## HECO Cooling Loop A - 1. Combine Data

#### <span style="color:red; font-weight:bold"> Instructions for Using this Jupyter Notebook:</span>

<span style="color:royalblue">(1) Place **data_clean.py** and this Notebook in the same folder.</span>

<span style="color:royalblue">(2) Only need to modify the **Parameters in Section 1** to use this Notebook:</span> 
- Change the **Data Directories (dir)** to your own directories 
- Select a **Variable (var)** from **kw, kwh, tons, or tonhrs**

## Contents
* [1. Input Parameters](#1)
* [2. Imports](#2)  
* [3. Load Data](#3)
* [4. Preprocess Data (file saved)](#4)
* [5. Combine Data (file saved)](#5)

### 1. Input Parameters<a id='1'></a>

In [1]:
########## CHANGE DATA DIRECTORIES & VARIABLE ##########

# Data Directories
p_dir = '../../data/downloads/'  # parent directory for downloaded data files
input_dir = p_dir + '2024.11.21-2025.03.24' + '/'  # folder having the recently downloaded data

temp_dir = p_dir + 'processed/'  # directory for preliminarily processed data

output_dir = p_dir  # output directory for storing data to be used in later notebooks

# Variable to specify the file name filter: kw, kwh, tons, tonhrs
var = 'kwh'

# Data Frequency
freq = '15min'

######################################################

### 2. Imports<a id='2'></a>

In [2]:
import os
import pandas as pd
from IPython.display import display, Markdown

import data_clean as dc  # import self-defined module

### 3. Load Data<a id='3'></a>

In [3]:
data = dc.load_and_process_csv_files(input_dir, var)
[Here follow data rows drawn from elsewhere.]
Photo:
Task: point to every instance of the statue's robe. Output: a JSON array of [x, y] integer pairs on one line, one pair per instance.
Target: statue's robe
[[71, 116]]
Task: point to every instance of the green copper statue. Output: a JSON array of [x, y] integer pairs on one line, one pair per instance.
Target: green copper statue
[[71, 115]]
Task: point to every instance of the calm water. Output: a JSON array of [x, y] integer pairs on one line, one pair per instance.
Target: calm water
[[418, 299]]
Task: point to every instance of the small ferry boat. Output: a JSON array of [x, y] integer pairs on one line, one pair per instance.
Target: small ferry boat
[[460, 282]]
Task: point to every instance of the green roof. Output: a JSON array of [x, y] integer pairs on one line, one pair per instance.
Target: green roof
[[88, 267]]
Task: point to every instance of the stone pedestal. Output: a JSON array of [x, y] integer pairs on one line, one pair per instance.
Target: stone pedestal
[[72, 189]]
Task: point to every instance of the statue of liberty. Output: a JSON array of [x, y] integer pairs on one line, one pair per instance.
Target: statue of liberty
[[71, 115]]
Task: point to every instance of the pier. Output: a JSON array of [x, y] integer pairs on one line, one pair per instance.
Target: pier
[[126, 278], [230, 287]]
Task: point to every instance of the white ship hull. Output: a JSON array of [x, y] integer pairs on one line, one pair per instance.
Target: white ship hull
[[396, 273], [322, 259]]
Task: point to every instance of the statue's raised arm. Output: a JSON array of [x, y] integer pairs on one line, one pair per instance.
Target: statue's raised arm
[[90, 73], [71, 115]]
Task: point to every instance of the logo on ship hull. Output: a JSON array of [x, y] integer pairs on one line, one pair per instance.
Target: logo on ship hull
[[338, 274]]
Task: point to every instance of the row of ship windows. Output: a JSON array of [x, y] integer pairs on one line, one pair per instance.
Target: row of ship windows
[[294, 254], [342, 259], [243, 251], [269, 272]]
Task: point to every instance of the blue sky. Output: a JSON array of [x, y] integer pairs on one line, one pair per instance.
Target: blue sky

Number of 'kwh' files processed: 1
Files loaded:
../../data/downloads/2024.11.21-2025.03.24/vitality_export_kwh_recent.csv


### 4. Preprocess Data<a id='4'></a>

- If there are **multiple data files** (each containing different meter columns but sharing the same time range), first merge them into a single DataFrame.  
- Then, preprocess the resulting DataFrame (or a single data file if only one) by filling in all timestamps.

In [4]:
df = dc.merge_multiple_dfs(data, freq)

display(Markdown(f"<span style='color:blue'>Table of Preprocessed Newly Downloaded Data ({var}):</span>"))
df.head(3)  # show the first three rows of the table

<span style='color:blue'>Table of Preprocessed Newly Downloaded Data (kwh):</span>

Unnamed: 0,datetime,hh_mtr_a,hh_mtr_b,sh_mtr_1,ab_mtr_1,hs_mtr_1,wh_mtr_1,ab_chwmtr_v1,hh_chwmtr_v2,wh_chwmtr_v1
0,2024-11-21 00:00:00,215404.0,42412780.0,5665107.0,1943393.0,73968.0,14728077.0,2751195.54,24624349.47,900641.31
1,2024-11-21 00:15:00,215436.0,42412918.0,5665116.0,1943411.0,73969.0,14728126.0,2751196.74,24624466.47,900654.41
2,2024-11-21 00:30:00,215466.0,42413075.0,,1943431.0,73971.0,14728175.0,2751197.64,24624557.67,900667.31


##### <span style="color:blue">Save the preprocessed data into a csv file:</span>

In [5]:
# Extract the min and max datetime
min_datetime = df["datetime"].min().strftime('%Y-%m-%d_%H-%M-%S')
max_datetime = df["datetime"].max().strftime('%Y-%m-%d_%H-%M-%S')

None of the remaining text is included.